A 9 ans, en 1929, elle est disqualifiée du Prix d’Amérique, pour avoir franchi le poteau au galop alors qu’elle rendait 75 mètres. Elle doit se contenter de la deuxième place dans le Prix d’Italie (3.000 m), mais gagne le Prix de Tokyo (2.375 m), en 1’24’’1, le Prix de Buenos-Aires (2.952 m), en 1’24’’9, le Prix de Rennes (2.950 m), en 1’23’’ 13/20, et le Prix de Soissons (2.325 m), en 1’23’’ 1/2. Mais à Châteaurenard, alors qu’elle court le Prix Uranie (2.525 m), qui lui rend hommage, elle doit se contenter d’une troisième place.
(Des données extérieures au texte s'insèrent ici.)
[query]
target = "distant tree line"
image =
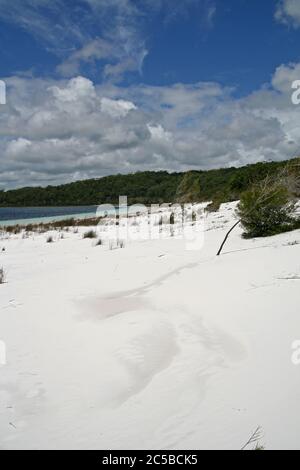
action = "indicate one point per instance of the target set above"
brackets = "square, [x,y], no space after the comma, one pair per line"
[222,185]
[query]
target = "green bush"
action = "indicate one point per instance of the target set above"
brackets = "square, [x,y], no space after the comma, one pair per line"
[267,209]
[90,234]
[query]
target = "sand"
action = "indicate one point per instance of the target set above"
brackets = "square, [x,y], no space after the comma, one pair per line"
[152,346]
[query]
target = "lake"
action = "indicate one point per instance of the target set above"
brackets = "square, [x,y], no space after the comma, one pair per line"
[26,215]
C’est à Marseille qu’elle gagne en 1’22’’ 1/25, le Prix Pro Patria (2.650 m). Elle restera ensuite sur des deuxièmes places dans le Prix du Conseil Général (3.100 m), à Marseille, le Prix Ariste Hémard (3.000 m), à Vincennes, et le Prix Louis Tillaye (3.525 mètres) toujours à Vincennes, dans lequel elle devait rendre 75 mètres à sa future grande rivale Amazone B. Elle totalisait pour l’année 116.775 AF de gains.

 

Enfin, en 1930, alors qu’elle à 10 ans, elle se classe deuxième d’Amazone B, dans le Prix d’Amérique (2.500 m), devançant Benjamin II, Templier, Capucine X, Sam Williams, et aussi Volga II… Mais elle gagnera le Prix d’Angleterre (2.300 m), en 1’26’’ 3/20, et quittera définitivement la compétition après le Prix d’Italie.

 

Au total, dans toute sa carrière, elle a gagné 5.581.250 AF, en France, plus 909.060 AF à l’étranger. Elle avait établi un record de 1’20’’6. Elle gagna souvent en Italie, notamment à Milan et à Cesena, où elle fut le premier trotteur français à remporter le Campionato Europeo, et le seul jusqu’à la victoire d’Idéal du Gazeau, en 1980, dans cette même épreuve. Le jour du 50anniversaire de l'Assocition du Trotteur de Vienne, en 1928, sur l'hippodrome de Krieau, à Vienne, en Autriche, elle battit le champion trotteur américain Guy Bacon à l'issue d'un fameux duel, qui devait captiver le public autrichien.

 

Sa gloire rejaillira au travers des exploits de Gélinotte, une petite-fille digne d’elle, et de Roquépine, son illustre arrière-petite-fille. Elle est la mère de Kairos, un très grand étalon.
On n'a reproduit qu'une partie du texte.